“就流一点点血而已啊,没事的。”
女孩轻声细语的嗓音紧接着响起,听起来平静无波,但仔细听的话能从中品出情深意重的安抚。
“什么没事?我估计一会就要失血过多了。”祁月夜正色危言,他指了指自己红得几乎渗血的耳垂,“而且现在我的耳朵特别麻,估计这次要休养每一个月了。”

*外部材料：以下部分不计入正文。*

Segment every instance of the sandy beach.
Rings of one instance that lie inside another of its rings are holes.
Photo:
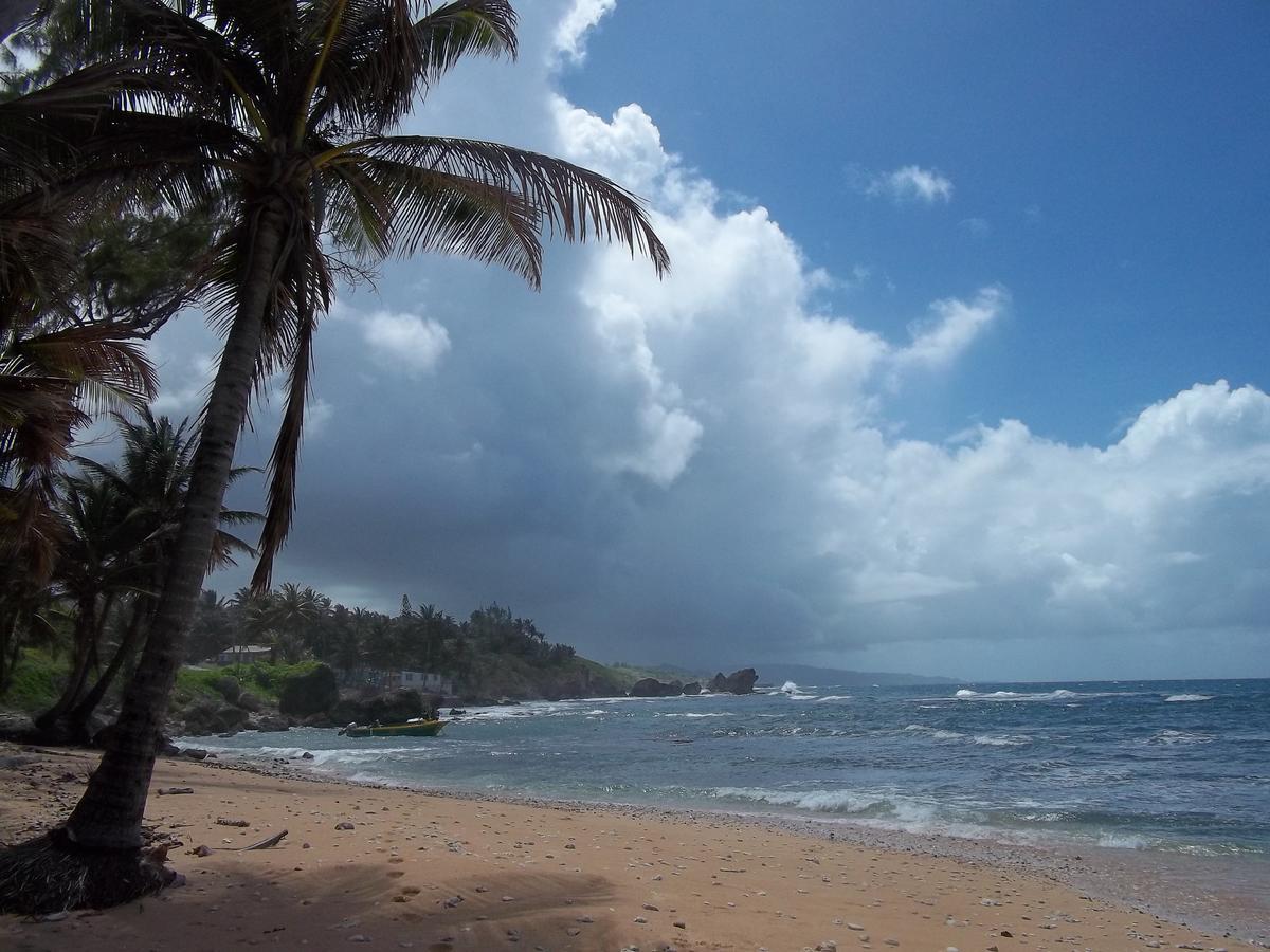
[[[0,758],[5,843],[64,815],[94,764],[91,751],[8,744]],[[173,787],[193,792],[161,793]],[[180,842],[170,863],[184,886],[104,913],[8,916],[0,947],[1253,948],[1040,872],[742,817],[452,798],[180,759],[160,759],[146,817]],[[274,848],[234,849],[282,830]]]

“不会……吧?”翟芽眉头微微皱起来,她也不太确定需不需要休养一个月。
“什么不会!现在我就痛得快要死掉了。”
“那我给你吹吹。”
祁月夜缓缓“嗯”了声,像是很不情愿般,把脸往翟芽的方向侧过去,“吹吧。”
老板动作一顿,背对着他们的唇角微微上扬,很快动作恢复如常,接着自己的动作。
之前遇到一起来纹身穿孔的小情侣,虽然不是每个女生都会喊疼流泪,但也会可能和身边的男友撒娇两句,没想到这一对倒是角色置换了。
身后的男声越来越得寸进尺,“不行了,还是疼。”
“那怎么办?要不我去问一下老板姐姐。”翟芽把声音压得很小声。
“算了,不用。”祁月夜摇了摇头,“我估计一个月都不能自己洗头发了,你帮我冲水。”
翟芽有些疑惑地瞧着他不似作伪的神情,心生疑惑。
祁月夜是只娇生惯养的——虽然是自己惯的自己养的,又很爱干净的小孔雀,每一天都要把身体和头发洗得干干净净。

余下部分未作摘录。